Likewise I can tell inputs and outputs - and IRL we can tell when a fight starts or ends even without a full strict formal definition. Characters can observe that.
 

But supers aren’t actually very simulationist themselves, genre tropes tend to be much more important. If you look at strongly narrative supers systems their powers are much more abstract and map to more specific applications of those abilities in genre. So while the play experience is closer to what you might see in a comic or supers film it doesn’t necessarily map to what would happen ‘in reality’. But that’s ok - we aren’t playing in a worlds that is itself highly simulationist.
Agreed, though I tend to couch my language less in absolutes like "aren't actually" and more into language like "aren't necessarily." This is one reason why I said this earlier:
Somewhat, and I see the point you are trying to make. Where I would push back is that FKR could potentially be used for more genre emulationist play. So "what would be most... thematically appropriate" might be the guiding logic "to model function of a fictional world" for a superhero game run by FKR principles. That may include pushing the action to more interesting directions. I think that it likely depends on the FKR group/GM.
 


Hi! I wanted to start a Plus thread for people to talk about Simulationist TTRPGs, especially for people who love simulationism, with a special focus on the contemporary landscape of Sim-focused games. What (relatively) new Sim-focused games are out there from the past fifteen or so odd years? How do new approaches to Sim perhaps differ from older Sim-focused games? That sort of thing.
I'll mention Torchbearer 2e.

It has skill-based PC build, where the PCs have long skill lists (a bit like the classic sim games such as RM, albeit a little more streamlined in some respects).

Conflict resolution is a bit more abstract than a classic sim game - although it still has armour as damage reduction and injuries and death spirals - but leans into a fairly tight correlation between the fiction and the outcomes, but mediated via group consensus on what "should" happen, rather than just relying on the mechanics.

It has rules for carrying stuff and rations and resting etc that are (in my view) far more manageable than more traditional ones, but still have players worrying about their gear and having to make real decisions about trading off rest vs shopping vs will I be able to afford my tavern bill. It's the only RPG I've played where PCs' shoes where out travelling, and the players have to make an agonising choice about whether or not their PCs can afford to acquire new shoes (especially if they're in a little village without a market).

It has rules for building new settlements, for settlements growing or declining, which fit in relatively few pages.

I think many fans of sim who like the foregrounding of detail, the colour that results, the "closeness" of play to the fiction, might like this game. (But those who like sim as a way of disclaiming decision-making won't like it as much.)
 


And there is nothing that a person can observe in the real world directly that tells me how the smartphone I'm tapping away on works. It might as well be magic as chips and electronics.

Maybe you have missed the point - upthread, folks mentioned that their idea of simulationist games included something akin to how the character thinking about their world ought to mirror the player thinking about the rules.
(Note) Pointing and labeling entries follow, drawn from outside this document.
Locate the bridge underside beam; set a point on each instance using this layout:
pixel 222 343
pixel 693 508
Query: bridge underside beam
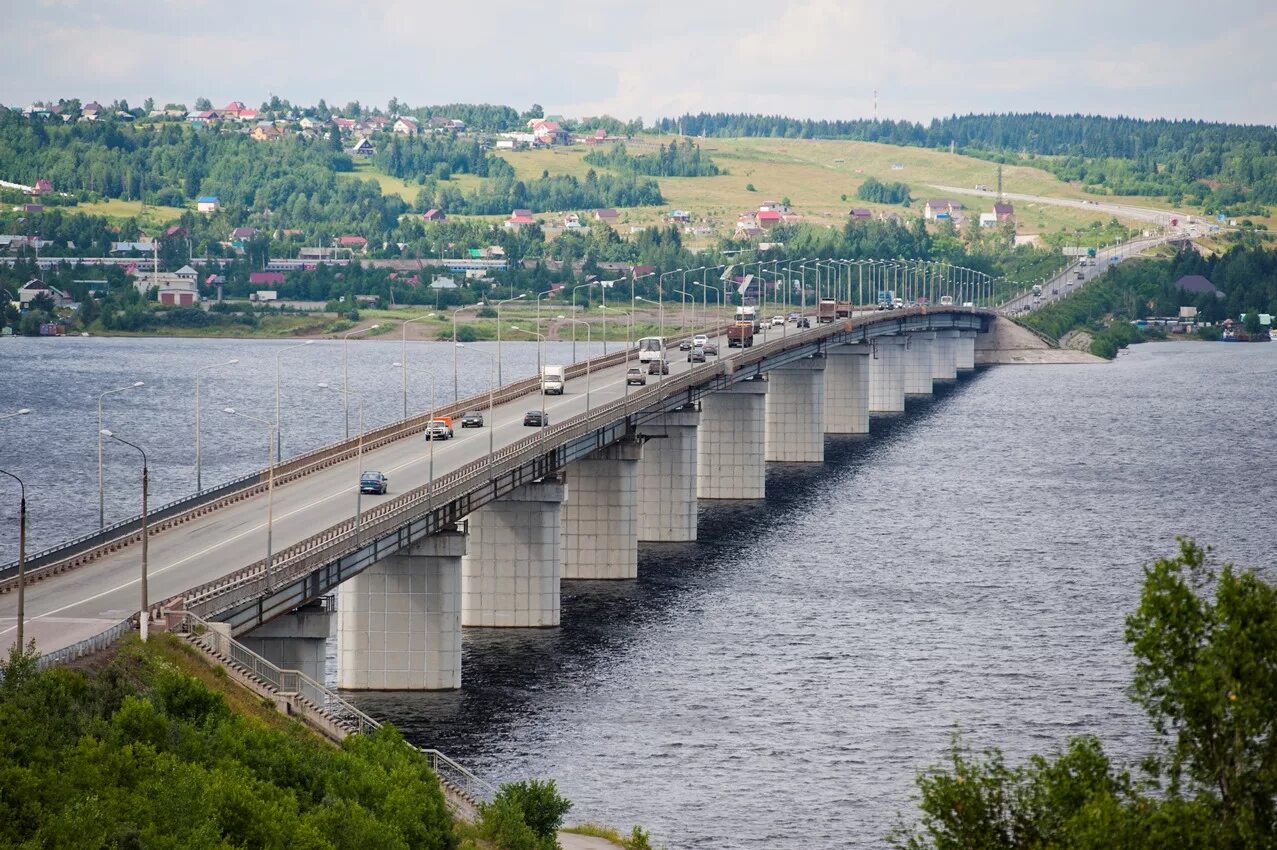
pixel 399 622
pixel 510 577
pixel 796 411
pixel 667 476
pixel 600 516
pixel 732 443
pixel 847 389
If we are taking that as a point, then if the rules are encounter-based in some way, instead of time-based, the character should be able to think in similar terms. If the character doesn't have a clear way to know what an "encounter" is, maybe simulationist rules should avoid "encounter" based mechanics.

Basically, I think the idea is that simulationist games should tend to avoid construction made of ease of game. "Encounter" is a game term, not a simulation term. This makes sense if you go just one step down - you don't want characters thinking in "rounds" do you?